Fallait-il ou ne fallait-il pas montrer ces images ? Il y a autant de raisons de dire oui que de dire non. Ajoutons qu’une image est faite pour être vue. Alors, dans un monde où la saturation des images peut contribuer à banaliser l’intolérable, il faut accompagner et éduquer le regard afin de montrer qu’une image cache toujours quelque chose, qu’elle est une apparition aussi bien qu’un masque. C’est pourquoi il faut souligner que dans le livre en question, ces images sont encadrées par des textes écrits par certains des meilleurs spécialistes de ces questions.

Il faut regarder les images en regardant les textes. C’est pourquoi la plupart des critiques, outrancières ne s’adressent pas au livre, mais aux projections idéologiques qu’il cristallise. Cessons donc de faire des procès d’intention à ses auteurs. Une partie des critiques relèvent de désaccords raisonnables qui peuvent être exprimés de manière apaisée.

Quelle est la question fondamentale posée par ces images coloniales et sexistes ?

 

La question fondamentale, c’est ce que nous disent ces images au sujet de ceux qui les ont fabriquées et du type de pouvoir qu’ils ont voulu exercer sur des corps étrangers qu’ils prétendaient posséder. De quel type de pouvoir s’agit-il sinon d’un pouvoir orgastique ? La domination coloniale est une domination génitale. Elle est animée par le désir d’une jouissance absolue dans laquelle le sujet dominé est transformé en objet sexuel. Il s’agit, dans l’exercice d’un tel pouvoir, de faire l’expérience d’un certain type d’orgasme qui ne touche pas seulement le corps et ses différents organes, mais qui est, littéralement, un tremblement des sens.

Derrière la mise en scène obscène des corps féminins par le pouvoir colonial, des photographies laissent parfois voir le regard perdu, vide, et l’immense souffrance de ces femmes captives…

 

On a beau tenter de faire de l’être humain un objet, il y a toujours quelque chose de son humanité qui échappe à cette réduction objectale, à ce désir d’objectification. Ces femmes peuvent être réduites au silence, mais encore capables, à travers leur regard, d’articuler un geste, d’esquisser une parole muette qui néanmoins interpelle. Leurs corps sont exhibés comme des trophées ou comme des décors, mais leur moi est absent. Et ce livre montre que, derrière leur entêtante présence, ces images nous révèlent une absence. Le corps est là, mais la tête est ailleurs. Le propre de la violence coloniale est de dissocier le moi de ses apparences, de forcer le dominé a ne jamais apparaître que sur le mode de l’absence, du creux et du vide. Et dans ce vide vient généralement se loger le racisme.
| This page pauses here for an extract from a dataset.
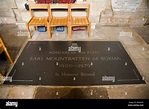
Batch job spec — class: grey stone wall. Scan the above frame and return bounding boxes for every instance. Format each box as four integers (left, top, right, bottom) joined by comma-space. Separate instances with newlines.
99, 0, 149, 26
0, 0, 35, 24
D’où vient cette focalisation sur les questions identitaires ?

 

De nos jours, l’identité, c’est l’opium des masses. La raison comme faculté humaine universelle – qui a été au fondement de l’idéal de la liberté – est aujourd’hui assiégée, et le modèle de la démocratie libérale est partout en crise. Il faut reconnaître que de nombreux crimes ont été commis au nom de la raison, de la démocratie et de l’universel. Mais ces idéaux ont en même temps nourri toutes les grandes luttes qui, au cours de la période moderne, visaient à partager le monde et à ouvrir un futur à tous.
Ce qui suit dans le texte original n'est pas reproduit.